Lisa explains that you do not need to be a CEO to get on a public company board. She was a COO when she joined her first public board in 2008. Boards now understand the value of other positions, skills, and qualities beyond just being a CEO. She joined her first board because she had Washington ties and M&A experience, which the company needed. She wanted to join boards to help companies pursuing missions she cared about, like education, and to understand how boards think about CEO succession and what makes a good board member or CEO.

Effective directors listen more than they talk. They understand power dynamics and defer to others when appropriate. They make an effort to build relationships with the CEO and fellow directors outside of formal meetings. Lisa used her finance and legal/compliance expertise to contribute in the boardroom. As a newer, younger director, she established herself by persisting when she knew she was right about issues like improper M&A financing plans. Directors need to believe they belong rather than second-guess themselves.

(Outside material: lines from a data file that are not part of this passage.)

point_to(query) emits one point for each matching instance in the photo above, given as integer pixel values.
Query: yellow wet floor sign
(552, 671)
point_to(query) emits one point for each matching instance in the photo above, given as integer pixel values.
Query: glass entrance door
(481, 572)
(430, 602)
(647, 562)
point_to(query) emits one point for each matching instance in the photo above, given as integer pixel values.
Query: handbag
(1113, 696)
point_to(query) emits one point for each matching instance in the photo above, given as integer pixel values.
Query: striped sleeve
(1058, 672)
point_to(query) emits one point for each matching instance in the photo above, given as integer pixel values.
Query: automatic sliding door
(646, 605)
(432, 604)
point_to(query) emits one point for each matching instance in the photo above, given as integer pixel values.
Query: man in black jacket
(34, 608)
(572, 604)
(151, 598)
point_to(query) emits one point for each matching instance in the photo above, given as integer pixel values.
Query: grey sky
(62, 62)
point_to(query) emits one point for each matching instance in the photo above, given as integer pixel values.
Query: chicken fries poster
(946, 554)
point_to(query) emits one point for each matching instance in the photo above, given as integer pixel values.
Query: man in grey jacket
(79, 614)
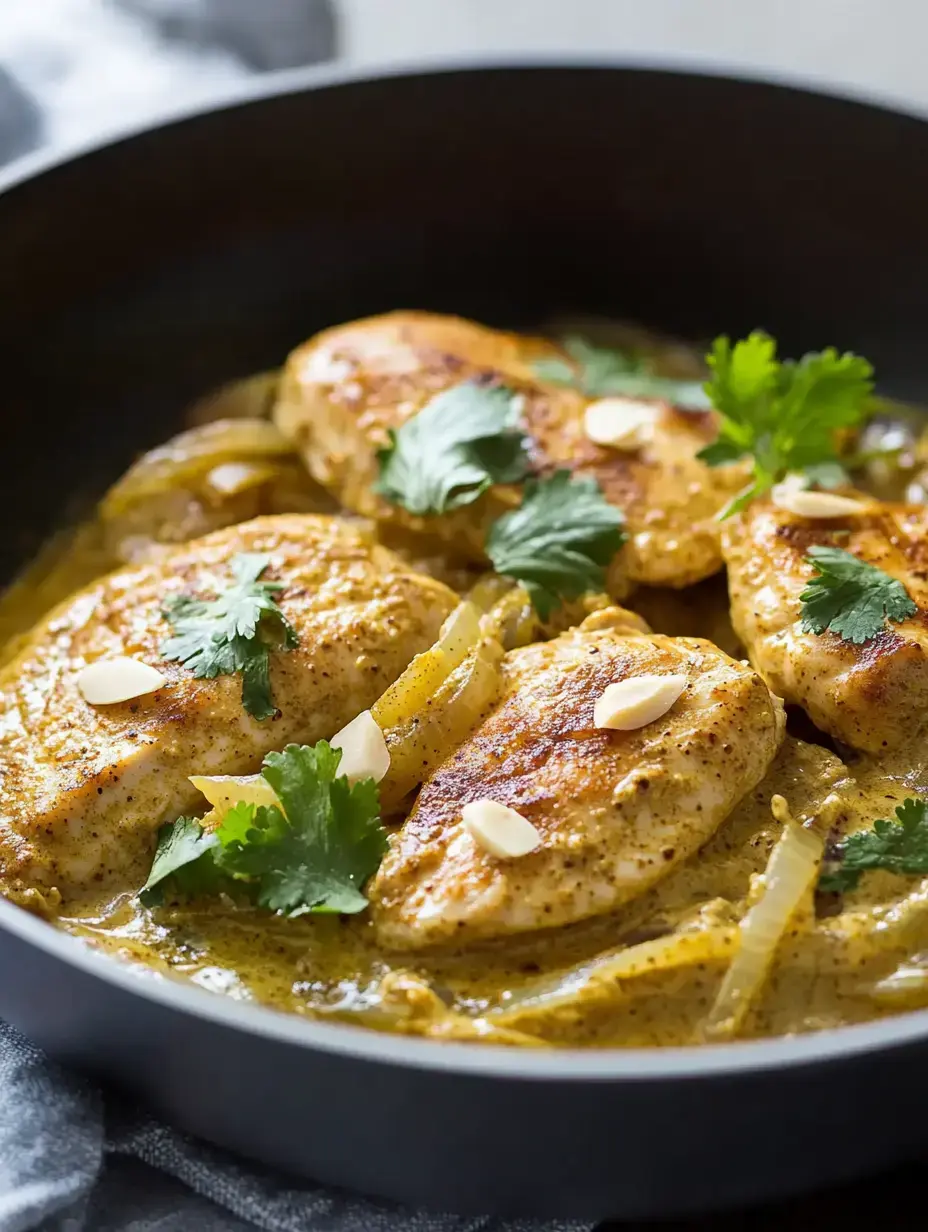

Lisa tries to identify dysfunction and information asymmetry issues when evaluating boards, through questions about committee structure, succession planning, and access to management. She says you can’t assume affinity based on demographics – shared mission and values matter more. Aspiring directors should comply with formal norms in the boardroom rather than assume they can bring their “whole selves” from other contexts without conforming somewhat. Lisa remains optimistic
that Black and other minority representation on boards will continue growing, not because times have changed but because multiple diverse directors per board has normalized it. Term/age limits for directors could also open up more seats.